FoldingAtHome / fah-issues

49 stars 9 forks source link

Reduce time period for determining 'Active clients' in the OS stats report #1558

Closed anand-bhat closed 3 years ago

anand-bhat commented 4 years ago

Your Environment


Expected Behavior

The OS stats report should use a shorter time period for determining active clients.


Current Behavior

The OS Stats report considers clients that have returned a WU in the past 50 days as active clients to include them in the stats report. This may have made sense in the past when WUs ran for a long term but with the current WUs not taking longer than a couple of days on the slowest hardware, this definition ought to be revisited.


Possible Solution

Consider using a 1 day, 3 day or a 7 day period for active hosts in the OS stats report.


Steps To Reproduce

image


Context

With a number of clients and cloud based volunteers running containerized instances of the client, and not preserving machine ids across installs, using a 50 day window for active users leads to inflated counts in the OS stats report.


UofM-MartinK commented 4 years ago

There are many issues with that sliding window as you described (not only cloud, just clusters & supercomputers in general), and 50 days is too long. But just shortening that window will only partly fix that.

Also, if just making this window shorter, there is a continuity break in how the performance of FAH is/was measured. But this is in inevitable in the long run, I fear.

Instead of just shrinking the window, I was thinking along the lines of "aggregating" those "unique SlotIDs".

For example like this: Sum up the WUs for all SlotIDs of the same type (i.e. performance or performance bracket) which contributed less than, say, 10 WUs (in those 50 days), and divide that number by the median WUs completed by the remaining SlotIDs of that type.

This way, those "unique SlotIDs" would be counted in a manner similar to "regular SlotIDs", which rarely change.

PantherX commented 4 years ago

FYI, we will also need to consider the implication of ARM devices once it has been released.

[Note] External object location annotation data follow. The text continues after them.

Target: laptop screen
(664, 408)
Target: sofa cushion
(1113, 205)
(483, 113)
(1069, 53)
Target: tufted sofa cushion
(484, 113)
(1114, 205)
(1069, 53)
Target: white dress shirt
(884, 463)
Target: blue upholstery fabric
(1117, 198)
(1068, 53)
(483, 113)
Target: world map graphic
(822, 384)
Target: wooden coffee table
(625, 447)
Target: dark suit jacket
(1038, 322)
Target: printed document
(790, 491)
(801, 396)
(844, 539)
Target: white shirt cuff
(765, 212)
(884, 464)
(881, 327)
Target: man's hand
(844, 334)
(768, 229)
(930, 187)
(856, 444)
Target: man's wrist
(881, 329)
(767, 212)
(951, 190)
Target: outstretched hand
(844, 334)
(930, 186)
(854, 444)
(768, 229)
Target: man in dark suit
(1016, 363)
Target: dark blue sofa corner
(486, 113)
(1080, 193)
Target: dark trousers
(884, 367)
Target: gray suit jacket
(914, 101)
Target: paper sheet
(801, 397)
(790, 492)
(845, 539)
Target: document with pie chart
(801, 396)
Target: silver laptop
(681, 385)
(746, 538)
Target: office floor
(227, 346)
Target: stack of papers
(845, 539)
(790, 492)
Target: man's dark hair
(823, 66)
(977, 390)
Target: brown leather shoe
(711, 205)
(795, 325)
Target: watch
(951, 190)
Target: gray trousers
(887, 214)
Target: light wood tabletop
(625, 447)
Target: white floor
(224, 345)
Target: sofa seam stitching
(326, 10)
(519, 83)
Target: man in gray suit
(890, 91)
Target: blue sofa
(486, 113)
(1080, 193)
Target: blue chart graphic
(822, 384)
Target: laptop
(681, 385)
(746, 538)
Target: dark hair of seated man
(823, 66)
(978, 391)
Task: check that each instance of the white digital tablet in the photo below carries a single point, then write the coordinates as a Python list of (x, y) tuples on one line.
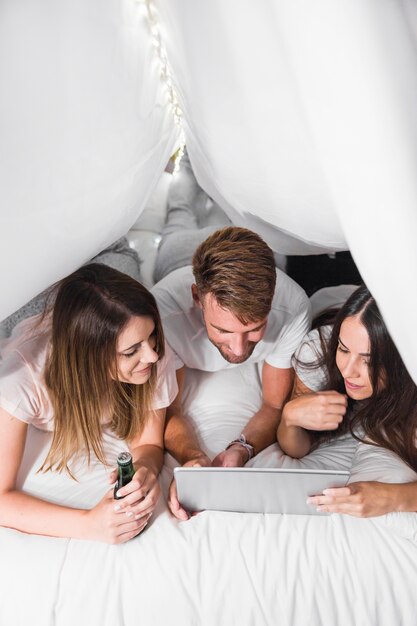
[(253, 490)]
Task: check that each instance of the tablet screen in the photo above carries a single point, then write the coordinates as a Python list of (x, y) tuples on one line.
[(253, 490)]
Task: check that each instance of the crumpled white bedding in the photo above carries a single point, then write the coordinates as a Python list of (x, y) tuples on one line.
[(217, 568)]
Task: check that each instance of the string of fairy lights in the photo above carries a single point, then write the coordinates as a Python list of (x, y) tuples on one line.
[(166, 78)]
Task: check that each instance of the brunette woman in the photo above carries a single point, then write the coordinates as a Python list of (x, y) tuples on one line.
[(351, 378)]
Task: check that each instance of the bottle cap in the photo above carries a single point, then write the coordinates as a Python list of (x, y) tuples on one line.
[(124, 458)]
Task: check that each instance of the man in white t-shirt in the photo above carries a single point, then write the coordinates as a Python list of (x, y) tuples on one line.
[(231, 307)]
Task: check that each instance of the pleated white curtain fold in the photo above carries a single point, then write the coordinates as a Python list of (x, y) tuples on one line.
[(301, 122), (85, 133)]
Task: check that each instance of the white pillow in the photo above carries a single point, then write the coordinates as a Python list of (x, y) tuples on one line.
[(377, 464)]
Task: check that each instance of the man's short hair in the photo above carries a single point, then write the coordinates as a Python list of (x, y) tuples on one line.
[(237, 267)]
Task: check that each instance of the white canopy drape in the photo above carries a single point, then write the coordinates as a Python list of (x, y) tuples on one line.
[(300, 120)]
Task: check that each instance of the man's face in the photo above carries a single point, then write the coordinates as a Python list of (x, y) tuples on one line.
[(234, 340)]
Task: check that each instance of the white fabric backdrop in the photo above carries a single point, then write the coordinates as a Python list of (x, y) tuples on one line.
[(302, 115), (300, 119)]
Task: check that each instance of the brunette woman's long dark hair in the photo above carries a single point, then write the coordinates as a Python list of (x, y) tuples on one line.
[(388, 418)]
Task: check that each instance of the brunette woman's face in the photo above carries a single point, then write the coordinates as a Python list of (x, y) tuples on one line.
[(352, 358), (136, 350)]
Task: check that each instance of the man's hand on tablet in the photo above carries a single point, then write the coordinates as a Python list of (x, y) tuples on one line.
[(173, 503)]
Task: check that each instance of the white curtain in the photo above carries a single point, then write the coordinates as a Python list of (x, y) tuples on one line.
[(300, 120), (85, 132)]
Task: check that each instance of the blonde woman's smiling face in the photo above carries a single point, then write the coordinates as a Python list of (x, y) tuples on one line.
[(136, 350), (353, 357)]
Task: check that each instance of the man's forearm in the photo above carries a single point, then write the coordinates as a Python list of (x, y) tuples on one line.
[(181, 440), (261, 429), (150, 455)]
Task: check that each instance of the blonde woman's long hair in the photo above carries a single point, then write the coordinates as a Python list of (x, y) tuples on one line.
[(91, 308)]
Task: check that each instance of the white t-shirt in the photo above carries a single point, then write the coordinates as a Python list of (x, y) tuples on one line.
[(184, 328), (308, 353), (23, 392)]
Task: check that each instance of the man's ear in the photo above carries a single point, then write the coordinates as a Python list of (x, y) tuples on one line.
[(196, 297)]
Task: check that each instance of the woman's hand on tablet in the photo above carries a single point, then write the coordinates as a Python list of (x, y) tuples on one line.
[(235, 456), (173, 504), (323, 410), (361, 499)]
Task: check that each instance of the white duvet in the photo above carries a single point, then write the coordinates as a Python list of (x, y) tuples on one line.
[(217, 568)]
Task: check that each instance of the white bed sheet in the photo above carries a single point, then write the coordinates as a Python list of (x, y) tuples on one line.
[(217, 568)]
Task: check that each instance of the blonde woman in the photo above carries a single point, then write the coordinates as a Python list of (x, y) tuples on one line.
[(96, 362)]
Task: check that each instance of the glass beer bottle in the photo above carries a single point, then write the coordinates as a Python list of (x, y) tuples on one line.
[(125, 472)]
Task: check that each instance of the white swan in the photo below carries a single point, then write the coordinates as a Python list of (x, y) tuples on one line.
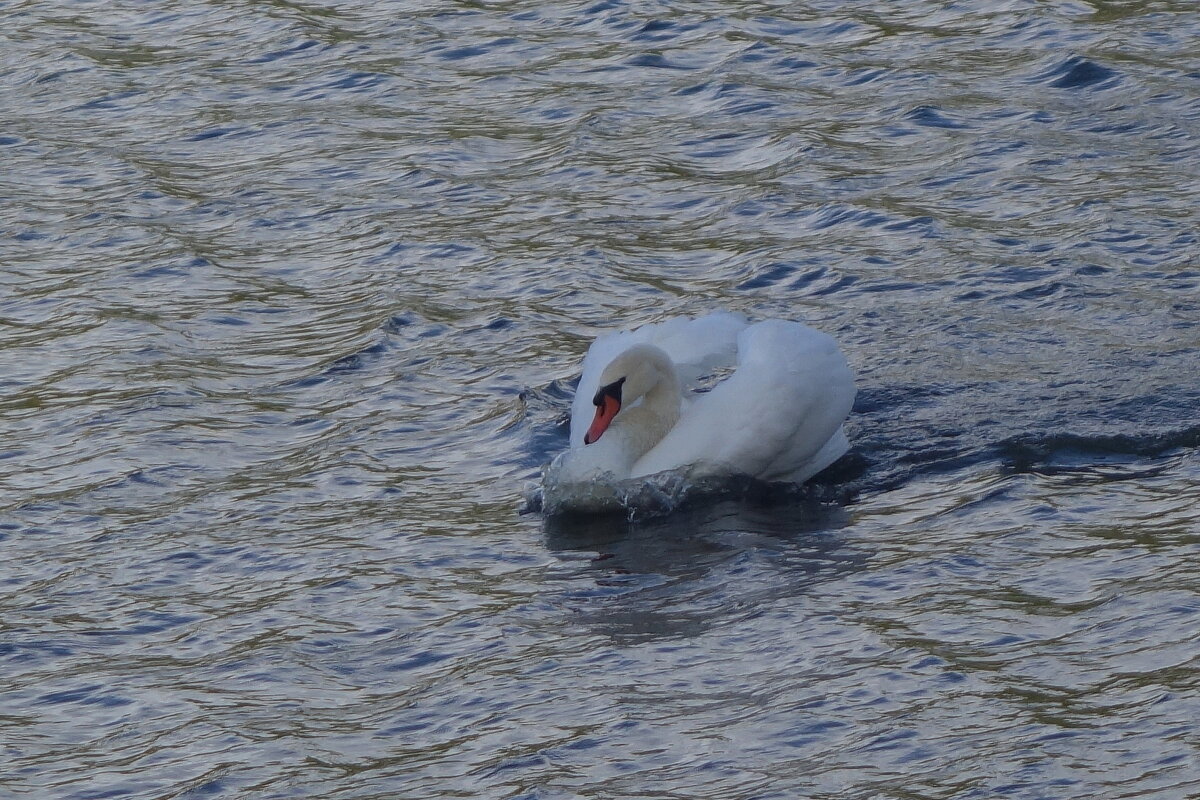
[(777, 417)]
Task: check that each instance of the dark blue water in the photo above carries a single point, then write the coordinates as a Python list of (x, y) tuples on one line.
[(293, 299)]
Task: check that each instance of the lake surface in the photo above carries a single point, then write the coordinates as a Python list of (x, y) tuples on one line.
[(293, 299)]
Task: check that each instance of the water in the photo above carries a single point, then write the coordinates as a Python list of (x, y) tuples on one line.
[(293, 299)]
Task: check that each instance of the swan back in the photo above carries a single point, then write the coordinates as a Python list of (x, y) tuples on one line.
[(777, 417)]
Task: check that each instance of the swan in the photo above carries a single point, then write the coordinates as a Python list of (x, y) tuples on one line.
[(778, 416)]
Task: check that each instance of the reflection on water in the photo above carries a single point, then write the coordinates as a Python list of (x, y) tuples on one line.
[(294, 296), (707, 564)]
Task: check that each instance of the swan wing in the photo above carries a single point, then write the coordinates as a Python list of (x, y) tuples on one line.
[(777, 417), (695, 346)]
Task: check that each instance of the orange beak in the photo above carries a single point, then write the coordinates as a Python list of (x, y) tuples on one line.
[(606, 409)]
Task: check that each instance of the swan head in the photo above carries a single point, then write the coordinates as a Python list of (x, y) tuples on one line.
[(641, 371)]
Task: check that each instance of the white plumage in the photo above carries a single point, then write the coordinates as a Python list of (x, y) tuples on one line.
[(777, 417)]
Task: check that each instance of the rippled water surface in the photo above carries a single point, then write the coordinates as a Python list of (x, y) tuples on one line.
[(293, 299)]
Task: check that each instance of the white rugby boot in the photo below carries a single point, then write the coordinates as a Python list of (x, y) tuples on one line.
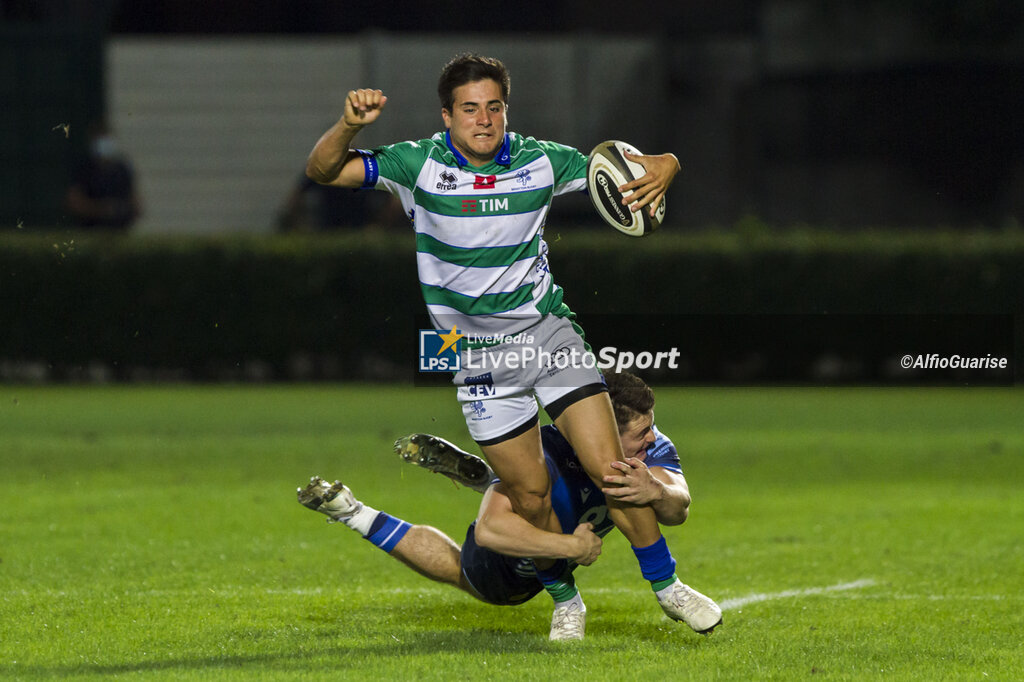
[(684, 603), (568, 623), (441, 457), (335, 500)]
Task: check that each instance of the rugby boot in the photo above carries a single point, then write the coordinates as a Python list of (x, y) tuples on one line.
[(568, 623), (686, 604), (442, 457), (335, 500)]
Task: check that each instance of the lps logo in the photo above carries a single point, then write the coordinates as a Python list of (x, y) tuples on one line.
[(484, 181), (439, 350)]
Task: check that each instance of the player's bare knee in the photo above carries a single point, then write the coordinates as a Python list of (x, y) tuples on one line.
[(531, 505)]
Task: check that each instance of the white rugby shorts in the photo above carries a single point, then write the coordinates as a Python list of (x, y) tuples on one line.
[(500, 385)]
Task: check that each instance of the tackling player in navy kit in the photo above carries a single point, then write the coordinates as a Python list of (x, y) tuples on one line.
[(494, 563)]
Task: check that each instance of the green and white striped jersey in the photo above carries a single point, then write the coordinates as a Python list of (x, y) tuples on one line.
[(480, 252)]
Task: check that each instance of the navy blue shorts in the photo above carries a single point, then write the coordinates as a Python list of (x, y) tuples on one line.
[(504, 581)]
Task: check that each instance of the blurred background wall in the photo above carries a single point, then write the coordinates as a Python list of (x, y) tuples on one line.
[(867, 113)]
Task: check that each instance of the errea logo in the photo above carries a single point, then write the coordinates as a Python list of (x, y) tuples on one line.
[(449, 181), (484, 205)]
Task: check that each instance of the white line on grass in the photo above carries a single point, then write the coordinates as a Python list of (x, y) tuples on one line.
[(738, 602)]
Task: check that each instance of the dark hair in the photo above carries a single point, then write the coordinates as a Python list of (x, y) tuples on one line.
[(468, 68), (631, 397)]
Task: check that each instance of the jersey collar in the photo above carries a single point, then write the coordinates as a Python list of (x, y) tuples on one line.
[(503, 158)]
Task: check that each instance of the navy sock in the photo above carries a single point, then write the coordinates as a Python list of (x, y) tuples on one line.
[(656, 563)]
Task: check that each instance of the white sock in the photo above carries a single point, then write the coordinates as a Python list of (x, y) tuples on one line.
[(361, 519)]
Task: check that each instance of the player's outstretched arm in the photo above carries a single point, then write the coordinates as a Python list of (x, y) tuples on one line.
[(332, 161), (665, 491), (501, 529), (649, 189)]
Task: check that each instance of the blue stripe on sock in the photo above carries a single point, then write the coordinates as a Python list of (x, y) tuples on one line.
[(386, 530), (655, 560)]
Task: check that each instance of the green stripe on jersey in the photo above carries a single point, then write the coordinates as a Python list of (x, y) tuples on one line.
[(483, 257), (477, 305)]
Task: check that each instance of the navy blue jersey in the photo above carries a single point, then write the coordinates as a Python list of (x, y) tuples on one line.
[(573, 496), (505, 580)]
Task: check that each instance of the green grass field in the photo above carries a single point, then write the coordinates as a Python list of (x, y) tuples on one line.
[(849, 534)]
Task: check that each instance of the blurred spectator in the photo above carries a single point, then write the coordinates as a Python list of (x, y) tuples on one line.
[(316, 208), (102, 192)]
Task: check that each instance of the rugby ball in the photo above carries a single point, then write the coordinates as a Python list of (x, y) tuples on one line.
[(608, 169)]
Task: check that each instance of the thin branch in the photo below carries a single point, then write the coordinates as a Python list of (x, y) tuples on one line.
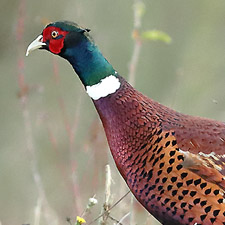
[(138, 8), (114, 205), (50, 215)]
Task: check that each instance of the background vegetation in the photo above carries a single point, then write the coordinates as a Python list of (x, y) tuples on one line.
[(53, 150)]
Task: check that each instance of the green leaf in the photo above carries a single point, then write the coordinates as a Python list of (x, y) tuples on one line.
[(156, 35)]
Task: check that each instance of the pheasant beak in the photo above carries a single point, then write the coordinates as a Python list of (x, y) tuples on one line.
[(36, 44)]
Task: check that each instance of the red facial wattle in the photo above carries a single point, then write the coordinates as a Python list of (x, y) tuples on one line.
[(55, 44)]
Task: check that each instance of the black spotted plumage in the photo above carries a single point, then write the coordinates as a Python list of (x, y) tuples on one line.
[(173, 163)]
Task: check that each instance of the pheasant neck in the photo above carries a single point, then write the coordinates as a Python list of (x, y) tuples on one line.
[(88, 62)]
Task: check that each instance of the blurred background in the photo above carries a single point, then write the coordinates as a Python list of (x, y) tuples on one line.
[(53, 149)]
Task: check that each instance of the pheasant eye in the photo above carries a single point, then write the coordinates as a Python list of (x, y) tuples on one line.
[(54, 34)]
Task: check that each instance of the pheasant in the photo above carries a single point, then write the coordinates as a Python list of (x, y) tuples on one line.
[(173, 163)]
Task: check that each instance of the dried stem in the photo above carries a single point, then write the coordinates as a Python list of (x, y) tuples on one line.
[(71, 132), (49, 214), (138, 8)]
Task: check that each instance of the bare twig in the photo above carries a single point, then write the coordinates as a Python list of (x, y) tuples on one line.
[(114, 205), (50, 215), (138, 8), (106, 205), (71, 132)]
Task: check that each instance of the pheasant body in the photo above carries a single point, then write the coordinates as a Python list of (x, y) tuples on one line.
[(142, 137), (173, 163)]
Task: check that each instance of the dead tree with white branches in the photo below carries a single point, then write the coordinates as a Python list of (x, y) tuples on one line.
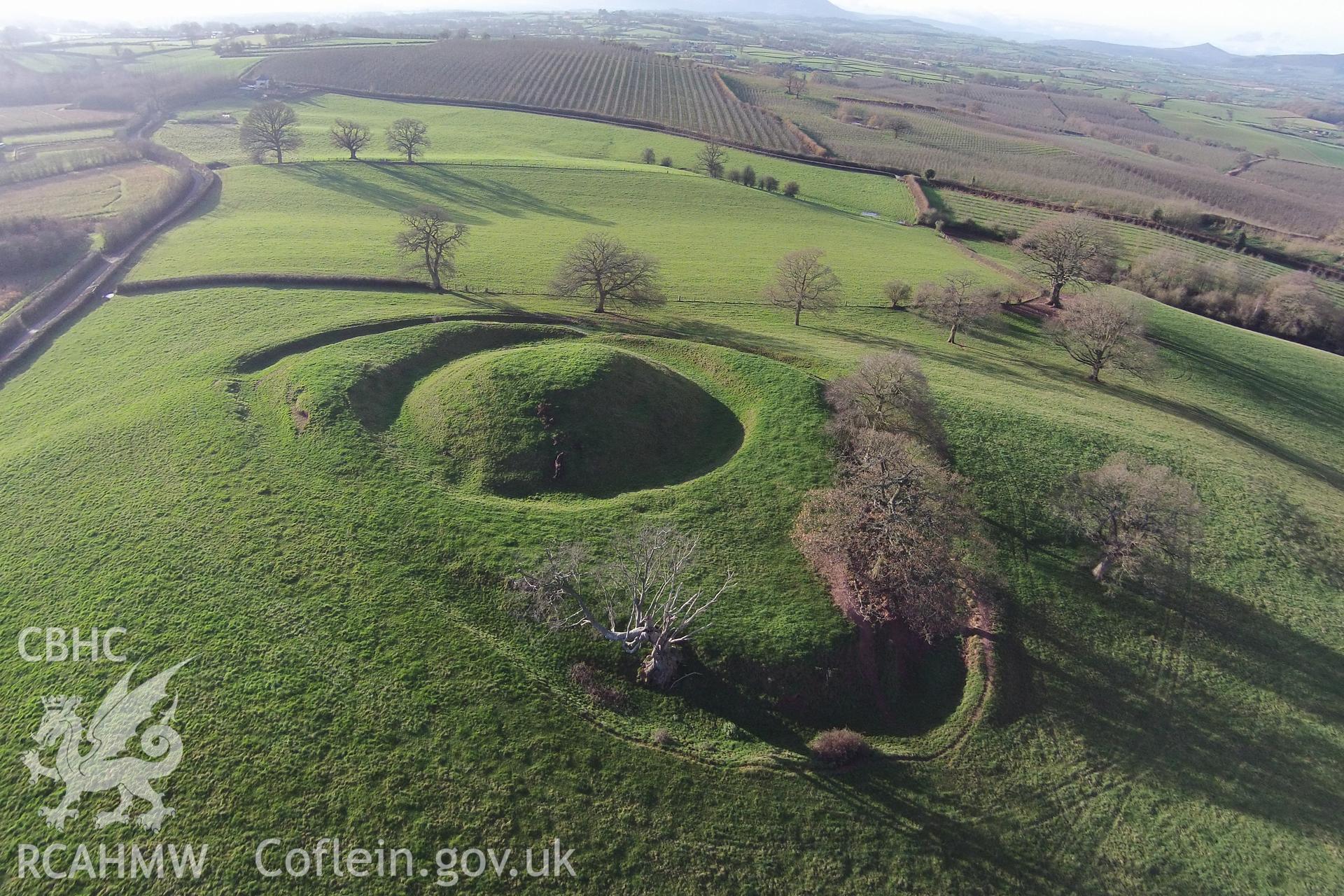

Plus, we need to factor in large Projects and the longer expiration date to ensure that the fix would be future-proof.

UofM-MartinK commented 4 years ago

Good point. A "sliding window" twice the length of the longest (planned) expiration date would be a good start?

My aforementioned "proposal" would group by "Slot Types" before combining "unique SlotIDs". Instead of a fixed limit of e.g. 10 WUs to tally those WUs of "unique SlotIDs", this threshold could also be determined based on the distribution - this way, if ARM slots would only return a WU much slower, say, every week, they would still be counted as independent slots, but those who only return one a month would be aggregated. For fast CPUs and GPUs, these limits would be automatically higher/shorter.

anand-bhat commented 3 years ago

I'm closing this as the window for stats was reduced to 3 days -- https://foldingathome.org/2020/09/27/updating-our-cpu-and-gpu-counts/. Feel free to create a new issue for any enhancements in determining what an "active" client is or any other changes to FLOPS reporting.